In February Southern Honey and I started taking ballroom dance lessons. Since then, I’ve really gotten into watching TV dance shows and admiring good, expressive dancers. A well-executed dance to the right music can make me smile, make me laugh, and I found tonight can make me cry.
Tonight, until the new episode of “America’s Got Talent,” Southern Honey and I are watching “So You Think You Can Dance.” I tuned in a bit late, so we missed the story behind the first couple’s dance and preparation, but we saw their performance. It was nice, but not the greatest dance I’ve ever seen.
The second dance, however, was so strong, so emotional, and so well-executed that I found myself sitting here on the couch in tears. The theme of the choreography was addiction, done to Sara Bareilles’s “Gravity”. The lyrics were so appropriate (I’ll just use the chorus here):
Set me free, leave me be. I don’t want to fall another moment into your gravity.

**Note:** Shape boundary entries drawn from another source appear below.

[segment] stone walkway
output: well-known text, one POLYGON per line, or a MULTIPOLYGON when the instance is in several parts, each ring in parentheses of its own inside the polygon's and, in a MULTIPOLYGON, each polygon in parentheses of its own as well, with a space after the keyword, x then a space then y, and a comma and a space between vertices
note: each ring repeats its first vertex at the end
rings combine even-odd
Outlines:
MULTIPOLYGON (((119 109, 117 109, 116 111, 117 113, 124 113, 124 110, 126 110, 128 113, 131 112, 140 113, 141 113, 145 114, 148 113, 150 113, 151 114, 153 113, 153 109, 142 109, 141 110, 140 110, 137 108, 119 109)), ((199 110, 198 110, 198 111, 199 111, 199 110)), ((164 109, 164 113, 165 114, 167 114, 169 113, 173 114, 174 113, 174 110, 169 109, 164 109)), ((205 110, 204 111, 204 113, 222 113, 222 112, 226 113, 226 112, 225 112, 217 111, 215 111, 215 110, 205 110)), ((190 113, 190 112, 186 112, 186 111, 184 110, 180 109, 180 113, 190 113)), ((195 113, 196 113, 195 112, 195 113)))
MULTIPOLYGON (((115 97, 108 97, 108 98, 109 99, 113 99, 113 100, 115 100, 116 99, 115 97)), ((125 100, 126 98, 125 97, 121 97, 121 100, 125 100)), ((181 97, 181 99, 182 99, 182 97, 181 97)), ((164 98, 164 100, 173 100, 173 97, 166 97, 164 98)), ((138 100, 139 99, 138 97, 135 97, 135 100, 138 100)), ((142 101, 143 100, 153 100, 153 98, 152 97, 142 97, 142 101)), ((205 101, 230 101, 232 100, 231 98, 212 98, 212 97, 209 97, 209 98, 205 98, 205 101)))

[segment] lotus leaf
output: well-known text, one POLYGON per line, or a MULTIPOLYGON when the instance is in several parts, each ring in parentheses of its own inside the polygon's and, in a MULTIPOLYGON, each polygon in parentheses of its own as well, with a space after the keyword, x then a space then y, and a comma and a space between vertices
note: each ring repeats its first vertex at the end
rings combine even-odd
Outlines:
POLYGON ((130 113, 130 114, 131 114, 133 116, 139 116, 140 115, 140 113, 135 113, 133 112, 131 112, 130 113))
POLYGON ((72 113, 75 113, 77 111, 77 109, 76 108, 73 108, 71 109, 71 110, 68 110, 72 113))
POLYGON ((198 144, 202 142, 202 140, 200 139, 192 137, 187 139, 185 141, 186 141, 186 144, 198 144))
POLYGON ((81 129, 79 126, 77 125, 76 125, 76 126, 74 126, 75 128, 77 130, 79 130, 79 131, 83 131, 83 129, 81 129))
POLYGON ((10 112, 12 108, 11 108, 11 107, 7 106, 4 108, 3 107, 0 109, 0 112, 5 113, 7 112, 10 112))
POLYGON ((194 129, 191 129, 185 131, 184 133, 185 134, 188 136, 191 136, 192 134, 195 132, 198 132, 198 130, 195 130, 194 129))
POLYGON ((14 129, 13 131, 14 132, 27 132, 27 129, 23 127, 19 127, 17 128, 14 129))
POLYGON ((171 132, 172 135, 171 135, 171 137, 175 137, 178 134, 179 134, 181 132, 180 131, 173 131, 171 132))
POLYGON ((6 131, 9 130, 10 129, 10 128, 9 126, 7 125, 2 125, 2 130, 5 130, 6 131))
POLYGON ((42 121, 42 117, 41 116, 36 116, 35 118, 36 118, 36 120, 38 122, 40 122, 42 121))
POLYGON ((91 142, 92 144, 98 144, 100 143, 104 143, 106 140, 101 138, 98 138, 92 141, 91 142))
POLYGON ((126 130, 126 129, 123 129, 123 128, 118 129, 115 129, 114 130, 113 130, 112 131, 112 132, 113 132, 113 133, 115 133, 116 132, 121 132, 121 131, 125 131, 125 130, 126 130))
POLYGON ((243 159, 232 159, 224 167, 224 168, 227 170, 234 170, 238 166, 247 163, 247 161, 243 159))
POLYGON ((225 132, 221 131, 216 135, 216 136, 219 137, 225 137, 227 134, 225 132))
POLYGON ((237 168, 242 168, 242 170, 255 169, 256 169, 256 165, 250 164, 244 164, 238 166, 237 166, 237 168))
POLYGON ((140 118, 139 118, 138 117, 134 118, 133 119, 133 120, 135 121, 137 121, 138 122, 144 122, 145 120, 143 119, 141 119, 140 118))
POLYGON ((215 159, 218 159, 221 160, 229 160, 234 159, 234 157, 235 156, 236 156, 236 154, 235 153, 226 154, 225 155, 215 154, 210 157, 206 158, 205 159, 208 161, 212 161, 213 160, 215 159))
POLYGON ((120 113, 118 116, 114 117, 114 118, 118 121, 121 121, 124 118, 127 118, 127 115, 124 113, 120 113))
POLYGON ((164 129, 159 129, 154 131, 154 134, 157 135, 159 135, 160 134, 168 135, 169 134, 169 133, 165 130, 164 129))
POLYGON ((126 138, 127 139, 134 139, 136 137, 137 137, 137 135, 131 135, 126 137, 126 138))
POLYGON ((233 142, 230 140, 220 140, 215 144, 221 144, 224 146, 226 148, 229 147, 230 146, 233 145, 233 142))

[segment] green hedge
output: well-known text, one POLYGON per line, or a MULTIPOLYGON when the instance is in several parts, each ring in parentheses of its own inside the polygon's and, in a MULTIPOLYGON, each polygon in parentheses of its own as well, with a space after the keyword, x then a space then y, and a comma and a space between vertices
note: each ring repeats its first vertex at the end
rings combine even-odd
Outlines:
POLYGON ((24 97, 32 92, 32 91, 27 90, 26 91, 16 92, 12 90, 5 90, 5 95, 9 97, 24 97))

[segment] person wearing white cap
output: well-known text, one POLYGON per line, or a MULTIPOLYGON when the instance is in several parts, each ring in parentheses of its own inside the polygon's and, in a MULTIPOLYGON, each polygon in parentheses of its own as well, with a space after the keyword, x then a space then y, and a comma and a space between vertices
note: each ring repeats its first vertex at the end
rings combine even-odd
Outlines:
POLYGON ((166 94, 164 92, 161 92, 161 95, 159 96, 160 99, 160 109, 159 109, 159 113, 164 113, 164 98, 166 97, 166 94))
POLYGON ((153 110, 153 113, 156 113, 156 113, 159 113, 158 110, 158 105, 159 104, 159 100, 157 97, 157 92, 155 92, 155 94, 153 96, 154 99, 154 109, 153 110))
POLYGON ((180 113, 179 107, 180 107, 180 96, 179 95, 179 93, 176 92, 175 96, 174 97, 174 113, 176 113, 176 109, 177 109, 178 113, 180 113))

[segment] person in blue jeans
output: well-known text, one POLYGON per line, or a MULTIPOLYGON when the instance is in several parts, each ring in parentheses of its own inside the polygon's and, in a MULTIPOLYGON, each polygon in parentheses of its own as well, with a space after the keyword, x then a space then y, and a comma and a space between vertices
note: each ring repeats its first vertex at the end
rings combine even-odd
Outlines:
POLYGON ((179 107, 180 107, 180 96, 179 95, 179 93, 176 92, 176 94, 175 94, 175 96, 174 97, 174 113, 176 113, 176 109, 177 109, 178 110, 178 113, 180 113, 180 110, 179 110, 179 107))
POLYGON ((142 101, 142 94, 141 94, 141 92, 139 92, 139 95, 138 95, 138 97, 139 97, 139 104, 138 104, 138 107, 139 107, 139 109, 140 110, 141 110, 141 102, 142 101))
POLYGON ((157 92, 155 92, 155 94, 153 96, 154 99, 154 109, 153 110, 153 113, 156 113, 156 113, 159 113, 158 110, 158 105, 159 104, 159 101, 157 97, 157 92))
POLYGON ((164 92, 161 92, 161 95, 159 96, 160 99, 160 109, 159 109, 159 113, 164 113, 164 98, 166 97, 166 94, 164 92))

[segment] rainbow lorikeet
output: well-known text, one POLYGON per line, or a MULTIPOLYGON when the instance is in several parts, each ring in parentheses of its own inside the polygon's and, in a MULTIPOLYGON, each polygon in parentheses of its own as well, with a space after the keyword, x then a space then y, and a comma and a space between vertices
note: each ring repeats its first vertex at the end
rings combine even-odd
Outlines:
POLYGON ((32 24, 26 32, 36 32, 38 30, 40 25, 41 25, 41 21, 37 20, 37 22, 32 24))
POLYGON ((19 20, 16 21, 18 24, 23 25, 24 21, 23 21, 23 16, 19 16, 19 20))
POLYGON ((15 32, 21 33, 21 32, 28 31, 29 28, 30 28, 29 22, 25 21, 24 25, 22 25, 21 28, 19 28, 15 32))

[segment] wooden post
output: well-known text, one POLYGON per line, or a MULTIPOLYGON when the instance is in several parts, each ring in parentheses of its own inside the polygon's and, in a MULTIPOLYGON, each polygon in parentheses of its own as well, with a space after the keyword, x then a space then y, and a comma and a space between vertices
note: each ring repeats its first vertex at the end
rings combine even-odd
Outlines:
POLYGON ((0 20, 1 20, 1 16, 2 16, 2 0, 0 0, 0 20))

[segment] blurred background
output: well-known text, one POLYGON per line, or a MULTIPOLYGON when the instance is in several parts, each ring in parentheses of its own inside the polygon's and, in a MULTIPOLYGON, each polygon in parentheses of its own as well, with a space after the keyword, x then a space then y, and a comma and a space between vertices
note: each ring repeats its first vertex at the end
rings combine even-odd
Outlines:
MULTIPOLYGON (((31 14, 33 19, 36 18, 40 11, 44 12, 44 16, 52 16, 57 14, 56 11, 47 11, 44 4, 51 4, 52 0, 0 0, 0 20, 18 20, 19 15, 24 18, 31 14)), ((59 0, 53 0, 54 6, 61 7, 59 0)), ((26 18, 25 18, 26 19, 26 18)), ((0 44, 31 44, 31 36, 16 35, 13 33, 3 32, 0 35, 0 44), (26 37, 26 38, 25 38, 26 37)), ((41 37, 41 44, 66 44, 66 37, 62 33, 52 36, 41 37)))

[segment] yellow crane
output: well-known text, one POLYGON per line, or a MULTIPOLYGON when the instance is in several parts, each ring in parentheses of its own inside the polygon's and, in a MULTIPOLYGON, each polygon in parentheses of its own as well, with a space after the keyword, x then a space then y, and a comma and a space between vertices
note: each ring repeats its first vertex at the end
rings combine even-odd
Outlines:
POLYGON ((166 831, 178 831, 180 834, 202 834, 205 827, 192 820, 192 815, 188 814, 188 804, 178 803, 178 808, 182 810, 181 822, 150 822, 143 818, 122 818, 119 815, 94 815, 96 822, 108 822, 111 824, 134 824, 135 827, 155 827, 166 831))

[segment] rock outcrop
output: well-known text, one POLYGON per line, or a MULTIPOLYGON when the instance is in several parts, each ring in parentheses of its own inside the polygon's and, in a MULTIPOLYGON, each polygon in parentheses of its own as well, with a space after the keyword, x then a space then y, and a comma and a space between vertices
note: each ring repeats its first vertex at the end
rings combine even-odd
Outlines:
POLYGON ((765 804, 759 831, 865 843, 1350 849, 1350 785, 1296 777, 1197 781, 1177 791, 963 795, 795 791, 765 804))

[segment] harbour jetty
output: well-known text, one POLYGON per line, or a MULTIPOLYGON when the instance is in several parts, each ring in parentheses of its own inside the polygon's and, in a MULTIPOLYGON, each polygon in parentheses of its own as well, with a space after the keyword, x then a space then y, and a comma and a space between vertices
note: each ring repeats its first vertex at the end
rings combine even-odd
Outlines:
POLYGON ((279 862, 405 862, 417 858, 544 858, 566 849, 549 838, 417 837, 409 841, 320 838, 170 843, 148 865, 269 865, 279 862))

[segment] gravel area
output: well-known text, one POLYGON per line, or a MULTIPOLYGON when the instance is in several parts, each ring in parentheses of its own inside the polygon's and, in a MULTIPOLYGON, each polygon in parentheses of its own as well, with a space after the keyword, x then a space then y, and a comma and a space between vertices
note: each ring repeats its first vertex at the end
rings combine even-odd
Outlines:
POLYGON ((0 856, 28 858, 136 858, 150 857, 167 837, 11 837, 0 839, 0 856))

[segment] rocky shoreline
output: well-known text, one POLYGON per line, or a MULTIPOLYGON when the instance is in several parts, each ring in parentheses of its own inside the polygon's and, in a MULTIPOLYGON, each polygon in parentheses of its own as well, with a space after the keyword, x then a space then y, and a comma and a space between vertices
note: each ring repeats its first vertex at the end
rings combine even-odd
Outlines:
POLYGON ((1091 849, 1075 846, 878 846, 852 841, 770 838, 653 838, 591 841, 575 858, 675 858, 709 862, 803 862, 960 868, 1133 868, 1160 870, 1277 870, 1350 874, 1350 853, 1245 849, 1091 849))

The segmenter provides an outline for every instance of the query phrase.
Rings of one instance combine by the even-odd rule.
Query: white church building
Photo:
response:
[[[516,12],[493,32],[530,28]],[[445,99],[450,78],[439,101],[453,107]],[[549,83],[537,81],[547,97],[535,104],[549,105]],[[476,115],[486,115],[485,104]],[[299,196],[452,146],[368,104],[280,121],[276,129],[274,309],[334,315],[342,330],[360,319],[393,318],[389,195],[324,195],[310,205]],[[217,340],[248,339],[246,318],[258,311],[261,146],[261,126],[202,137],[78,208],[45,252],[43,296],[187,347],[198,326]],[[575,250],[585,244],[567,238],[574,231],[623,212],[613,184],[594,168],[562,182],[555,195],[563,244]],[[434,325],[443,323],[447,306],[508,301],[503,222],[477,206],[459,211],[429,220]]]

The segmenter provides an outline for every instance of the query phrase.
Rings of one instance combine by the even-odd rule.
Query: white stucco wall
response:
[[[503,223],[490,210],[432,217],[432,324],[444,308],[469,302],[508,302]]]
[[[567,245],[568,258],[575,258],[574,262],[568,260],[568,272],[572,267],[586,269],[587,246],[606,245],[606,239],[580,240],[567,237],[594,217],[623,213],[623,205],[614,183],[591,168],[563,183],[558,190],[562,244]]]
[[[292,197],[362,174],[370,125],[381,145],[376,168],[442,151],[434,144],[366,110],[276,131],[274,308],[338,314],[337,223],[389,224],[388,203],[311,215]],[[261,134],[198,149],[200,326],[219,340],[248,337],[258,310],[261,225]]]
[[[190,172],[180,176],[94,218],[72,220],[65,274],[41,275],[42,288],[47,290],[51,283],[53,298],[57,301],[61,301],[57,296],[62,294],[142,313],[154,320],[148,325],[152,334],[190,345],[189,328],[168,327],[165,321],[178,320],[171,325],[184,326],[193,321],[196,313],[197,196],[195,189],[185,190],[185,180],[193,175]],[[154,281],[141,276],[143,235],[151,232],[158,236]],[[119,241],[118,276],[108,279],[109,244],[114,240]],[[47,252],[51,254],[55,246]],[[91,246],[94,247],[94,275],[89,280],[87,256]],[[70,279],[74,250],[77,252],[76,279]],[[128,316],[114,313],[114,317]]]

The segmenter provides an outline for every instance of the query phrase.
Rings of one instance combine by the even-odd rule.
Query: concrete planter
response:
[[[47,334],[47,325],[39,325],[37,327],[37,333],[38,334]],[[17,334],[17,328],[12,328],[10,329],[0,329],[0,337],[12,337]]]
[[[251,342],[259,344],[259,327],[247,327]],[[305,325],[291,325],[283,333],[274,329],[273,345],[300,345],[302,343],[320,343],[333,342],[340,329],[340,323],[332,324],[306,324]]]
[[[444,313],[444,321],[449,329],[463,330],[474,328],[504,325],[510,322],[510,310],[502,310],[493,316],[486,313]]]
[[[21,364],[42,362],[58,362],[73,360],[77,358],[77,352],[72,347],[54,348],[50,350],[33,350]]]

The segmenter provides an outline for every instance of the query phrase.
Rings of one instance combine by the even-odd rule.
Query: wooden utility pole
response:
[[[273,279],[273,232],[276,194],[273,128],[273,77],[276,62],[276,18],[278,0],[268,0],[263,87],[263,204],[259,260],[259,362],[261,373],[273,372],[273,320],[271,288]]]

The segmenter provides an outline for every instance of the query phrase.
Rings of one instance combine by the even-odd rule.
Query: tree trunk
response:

Here I am and I stand so tall, just the way I’m supposed to be.
But you’re on to me and all over me.
The choreography was so powerful, with her struggling to escape him and him constantly being there to pull her back every time she got free. He was all over her: wrapping his arms around her, using his hands over her face and body, grabbing her arm as she reached for freedom. And their facial expressions! She looked so desperate and so scared, while he had this … smirk that screamed “MINE!”
It put me in mind of an abusive relationship more than an addiction, but I think that’s because it’s easier for the mind to translate an abstract concept into something more concrete, particularly when there is a concrete concept staring you in the face. But maybe it’s because to me, staying in an abusive relationship seems like an addiction of sorts. It’s the only way I can comprehend staying with someone who didn’t treat me with respect and love.
I’ve seen people express love and joy and lust in dance, but I don’t think I have ever seen despair and possession laid out plain as day in expression and movement the way I did tonight. I couldn’t help myself; I felt helpless for her and so sad. It may have been the single most expressive dance routine I’ve been witness to. I hope those two dancers go a long way in the competition.